The art form of card flourishing, commonly referred to as cardistry (a portmanteau of card and artistry), grew out of simple flourishes used in close-up magic by magicians in the 1990s to early 2000s. Chris Kenner's notable two-handed Sybil cut from his 1992 publication Totally Out of Control has carried great influence and gave birth to a series of advanced flourishes which today represents the foundation of the performance art. Sleight of hand pioneers Dan and Dave Buck popularized cardistry on the world stage with their instructional DVD releases from 2004 and 2007. Journalist Kevin Pang of Vanity Fair characterized the art of card flourishing as, "It's yo-yo tricks performed by cardsharps with the street cred of a Parkour video.
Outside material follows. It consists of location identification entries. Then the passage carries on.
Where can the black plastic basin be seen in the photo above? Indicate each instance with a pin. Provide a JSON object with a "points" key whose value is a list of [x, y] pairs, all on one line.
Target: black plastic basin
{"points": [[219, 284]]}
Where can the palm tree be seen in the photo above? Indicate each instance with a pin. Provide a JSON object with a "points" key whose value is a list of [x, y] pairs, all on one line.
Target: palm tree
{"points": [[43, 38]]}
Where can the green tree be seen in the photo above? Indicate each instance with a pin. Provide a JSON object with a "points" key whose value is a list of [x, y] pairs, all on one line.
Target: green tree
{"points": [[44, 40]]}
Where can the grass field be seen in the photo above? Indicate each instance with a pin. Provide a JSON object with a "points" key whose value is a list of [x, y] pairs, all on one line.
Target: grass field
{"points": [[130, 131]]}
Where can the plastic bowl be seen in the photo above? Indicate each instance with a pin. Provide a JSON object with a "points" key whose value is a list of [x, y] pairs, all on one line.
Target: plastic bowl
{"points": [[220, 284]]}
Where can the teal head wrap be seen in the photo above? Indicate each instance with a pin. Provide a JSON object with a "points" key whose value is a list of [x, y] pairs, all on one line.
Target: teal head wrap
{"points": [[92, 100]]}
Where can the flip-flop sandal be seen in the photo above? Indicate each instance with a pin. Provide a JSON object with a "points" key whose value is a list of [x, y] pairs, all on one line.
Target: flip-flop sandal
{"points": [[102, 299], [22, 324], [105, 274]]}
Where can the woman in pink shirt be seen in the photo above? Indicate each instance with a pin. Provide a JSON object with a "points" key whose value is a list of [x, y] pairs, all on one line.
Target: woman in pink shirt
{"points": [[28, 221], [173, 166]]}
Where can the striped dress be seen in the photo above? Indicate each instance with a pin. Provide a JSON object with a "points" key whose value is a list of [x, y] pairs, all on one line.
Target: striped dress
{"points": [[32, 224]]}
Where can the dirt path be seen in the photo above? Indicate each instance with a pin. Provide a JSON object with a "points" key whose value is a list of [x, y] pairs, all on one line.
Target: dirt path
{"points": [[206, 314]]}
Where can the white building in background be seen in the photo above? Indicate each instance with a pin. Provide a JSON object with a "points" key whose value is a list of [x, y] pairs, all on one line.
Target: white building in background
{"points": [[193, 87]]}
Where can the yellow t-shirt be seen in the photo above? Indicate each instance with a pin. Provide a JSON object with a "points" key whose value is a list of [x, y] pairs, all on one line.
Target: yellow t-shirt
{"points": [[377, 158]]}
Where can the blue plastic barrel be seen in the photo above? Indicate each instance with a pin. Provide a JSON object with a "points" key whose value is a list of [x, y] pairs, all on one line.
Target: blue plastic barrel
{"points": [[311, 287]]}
There's a name for it: cardistry."

==Roots in magic==
When conjuring tricks with playing cards became popular around the 19th century, magicians would often include card flourishes in their performances to demonstrate their sleight of hand abilities. Unlike tricks, flourishes were intended to be visually impressive and appear difficult to perform. Some of the first flourishes to be documented include the Charlier Cut, Riffle Shuffle and Thumb Fan. Several sleight of hand bestsellers, such as S. W. Erdnase's The Expert at the Card Table from 1902 (which shared roots in gambling and cheating at cards), emphasized the importance of incorporating flourishes into tricks. Up until the 2000s, card flourishing was considered a mere subsection of close-up magic and not an independent performance art.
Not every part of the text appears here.